Thanks for the info, everyone. 

420 Teck, the info regarding the EXT was exactly what I was looking for. :thumbsup: I was considering it, but have now certainly ruled that one out. The Duramax guarantee is one of my factors. I plan on getting some good 3800 NiMH batteries and a good digital peak charger. I have tried to do my research and I think I am aware of a few of the trade-offs. I am looking forward to having something new to do with my son while teaching some mechanical interest. 

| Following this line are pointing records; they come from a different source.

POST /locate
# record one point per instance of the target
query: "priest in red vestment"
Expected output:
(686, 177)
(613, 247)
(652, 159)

Any other Evader or Battery/Charger tips that I should know?  

Joe


----------



## 420 Tech R/C (Sep 15, 2006)

associated wheels will work on the evader,kimbrough 48pitch spur gears will work on them(NOT the ones for the B4)and I actually recomend them, because the tooth profile on the duratrax gears is kind of shallow,and just dont over tighten any screw threaded into the plastic,I recomend the buggies over the trucks because they will teach you more throttle control, if you get to the point where you want to go run on a track get some good tires, because the stock tires are vERY hard so they dont hook up very well on packed soil, but are awesome for loose dirt,if you have never re-bilt a ball diff before study the manual real well before you try it.also after a few runs there are spring roll pins in the universal joints that will try and wiggle their way loose,just make sure you check them and if you loose one you can get the roll pins in question at the hardware store for about .10 cents each.save your self some money and get some rechargeable AA's for the transmitters. remember these things WILL break, but they are easilly fixed , and teach the boy how to as you learn and life will be much easier on you in the long run and the boy will learn all sorts of skills. My 11 year old takes care of all the maintenance on his cars now, the only things I have to do for him are paint bodies, and solder wires. Speaking of which pick up a good soldering iron and teach yourself to solder if you dont already know how. Another point, the tamiya plugs on the spped control and battery will give you problems after while so when they do replace them with deans plugs. I think that about covers it. Just have fun above all.I f you get a chance go and watch a race day at yor local track. Your son will lovee it, and it will show him that these arent just play toys but very competitive machines that are capable of much more than most people think!!


----------



## kvrc (May 1, 2004)

one thing to remember about associated and losi rims for the evader st. either will bolt up but the associated rims are a wider offset and will make the truck illegal if you ever decide to race it.
losi rims have the same offset as the evader st rims and will keep it legal. just food for thought so you dont invest in a lot of rims and then decide to start racing.


----------



## The Jet (Sep 25, 2001)

Welcome to my first low injury hobby,  .

I can only help you out with charger advice...even though you plan on using 3800's get a charger capable of charging LiPO batteries too, you'll go that route soon enough.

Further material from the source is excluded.